5.2.2.3 Potential solution 3: Fault cause analysis enhancement p. 10

5.2.2.3.1 Introduction p. 10

The MDA may provide capability of probableCause analysis.

5.2.2.3.2 Description p. 10

In TS 28.532, the alarm notification can provide information of probableCause. The attribute probableCause uses the definitions in ITU-T Recommendation X. 733 [4]. The MDA analytics report may add the probableCause, therefore the fault supervision management service producer may use this probableCause of MDA analytics output for the next coming alarm notification of the same alarm type. The values can refer to the Probable Causes list in Annex A (normative) in TS 28.111. The attribute of probableCause may be added to existing MDA Type MDAAssistedFaultManagement.FailurePrediction.

Table 5.2.2.3.2-1: MDA analytics output of probableCause in failure prediction

Attribute Name	Description
probableCause	Provide the analysis report of the probableCause as listed in Annex A (normative) in TS 28.111.

5.2.3 Conclusion - Impact on normative work p. 10

It is proposed to study the issue further in the Study on Management Data Analytics (MDA) - Phase 3, objective Fault management related analytics and alarm prediction.

6 Fault supervision evolution relation and interaction with MDA and closed loop control p. 10

TS 28.104 provides the description of MDA role in management loop in clause 6. The attribute of MDA type specified in TS 28.104 provides the indicator in analytics outputs for particular management capability. The clause 7.2.3 of TS 28.104 includes the use case(s) and requirements of MDA assisted fault management. Some MDA capability enhancements to provide more analytics information related to fault management are described in clause 5.2 in the present document.

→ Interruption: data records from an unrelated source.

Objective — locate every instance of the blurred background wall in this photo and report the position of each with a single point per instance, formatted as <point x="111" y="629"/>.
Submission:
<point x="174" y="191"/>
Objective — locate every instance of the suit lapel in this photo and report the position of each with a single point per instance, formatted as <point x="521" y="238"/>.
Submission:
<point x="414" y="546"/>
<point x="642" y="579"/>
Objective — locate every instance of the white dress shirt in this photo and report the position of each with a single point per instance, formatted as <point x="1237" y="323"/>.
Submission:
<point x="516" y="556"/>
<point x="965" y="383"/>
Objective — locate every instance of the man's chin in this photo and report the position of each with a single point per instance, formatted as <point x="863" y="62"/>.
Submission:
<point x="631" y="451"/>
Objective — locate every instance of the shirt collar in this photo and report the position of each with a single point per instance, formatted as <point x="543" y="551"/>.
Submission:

Currently, the closed control loop specified in TS 28.535 and TS 28.536 only concerns communication service assurance scenarios (including network slice and network slice subnet). It is to be studied if the scope of closed control loop can be extended to cover the fault management case.

7 Conclusions and recommendations p. 11

The present document investigated missing definitions, potential enhancements of fault supervision, and its interaction with MDA. The work is proposed in clause 5.2.3.